Market timing refers to trying to predict the best times to buy or sell investments based on future market movements. While this sounds smart in theory—buy when prices are low, sell when high, it rarely works in practice, especially for the average investor.
Financial advisor Manoj Arora, in a social media post, wrote that markets are unpredictable as economic data, global events, interest rates, and investor sentiment change constantly. Even professionals often get the timing wrong.
Emotions get in the way: Retail investors tend to panic during downturns (selling low) and get greedy during rallies (buying high).
He explained that missing the best days matters. Studies show that missing just a few of the market’s best days in a year can dramatically reduce long-term returns. But those best days often come right after the worst ones—making it extremely difficult to time right.
"Most retail investors will lose more money trying to time the market (finding a good entry and exit point). For them, creating and then maintaining a balanced portfolio will be the only way to 'buy low and sell high'," Arora wrote in his post on X.
Arora was replying to finfluencer Akshat Shrivastava's post on making money from stock investing.
In his post, Shrivastava explained that to truly make money from stock investing, it's not enough to simply buy and hold—or worse, invest blindly through SIPs (Systematic Investment Plans) without a strategy.
1. Entering at the right point
Buying a stock at a good price is critical. It sets the foundation for your returns. Valuation matters—entering when the market or a particular stock is undervalued increases the odds of profitability. SIPs may catch some good entry points due to rupee-cost averaging, but they also average into expensive phases, which can dilute returns.
2. Riding the momentum
Once you’re in, you need to stay invested long enough to benefit from upward price movement.

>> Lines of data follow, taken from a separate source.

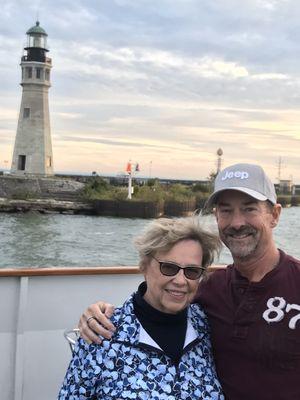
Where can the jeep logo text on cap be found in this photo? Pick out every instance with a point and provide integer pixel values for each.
(235, 174)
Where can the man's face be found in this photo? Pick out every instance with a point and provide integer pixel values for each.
(245, 224)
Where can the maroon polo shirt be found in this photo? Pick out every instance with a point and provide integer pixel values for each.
(255, 330)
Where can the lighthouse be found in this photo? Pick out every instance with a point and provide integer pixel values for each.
(33, 149)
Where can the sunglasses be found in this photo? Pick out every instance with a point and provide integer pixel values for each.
(169, 268)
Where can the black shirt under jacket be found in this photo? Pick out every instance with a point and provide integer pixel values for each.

This is where discipline comes in—holding through volatility to ride the wave. SIPs can do this partially, but they often fail to capitalize fully on strong rallies if you don’t adjust or ramp up contributions when momentum is strong.
3. Exiting at the right time
This is where most retail investors fall short. Knowing when to book profits and get out is critical to avoid giving back gains during corrections. SIPs don’t have an exit strategy—you stay invested even when valuations turn frothy or markets peak.
4. Rotating capital
True wealth creation often comes from redeploying profits into the next opportunity—sectors, geographies, or asset classes. SIPs lock you into a static strategy, offering no mechanism for dynamic rotation.

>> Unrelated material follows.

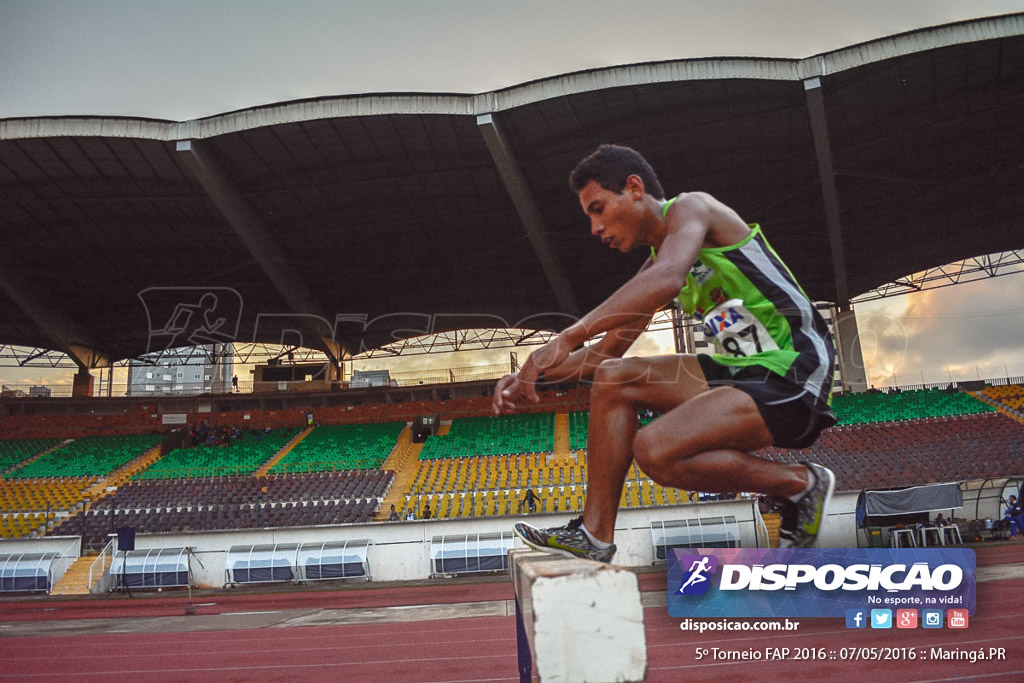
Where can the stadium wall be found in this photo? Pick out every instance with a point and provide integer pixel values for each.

The risk of ignoring this process:
You're exposed to large market crashes (like 2008 or 2020) with no buffer or trigger to exit.
Over decades, SIPs only work if the market consistently trends upward—a big if.
Japan and China are examples where markets stagnated for years, despite economic size.
Why a balanced portfolio is better
A balanced portfolio (typically diversified across asset classes like stocks, bonds, real estate, and even cash) offers a better long-term approach:
Diversification smooths out volatility: When some assets underperform, others may outperform, keeping your overall portfolio more stable.
Systematic investing reduces emotional mistakes: Regularly contributing to a diversified portfolio (like through SIPs) means you invest through highs and lows—automatically buying more when prices are low and less when prices are high.
Periodic rebalancing enforces 'buy low, sell high': When you rebalance (e.g., selling stocks that have gone up too much and buying more of those that are lagging), you're mechanically doing what market timers try—and fail—to do.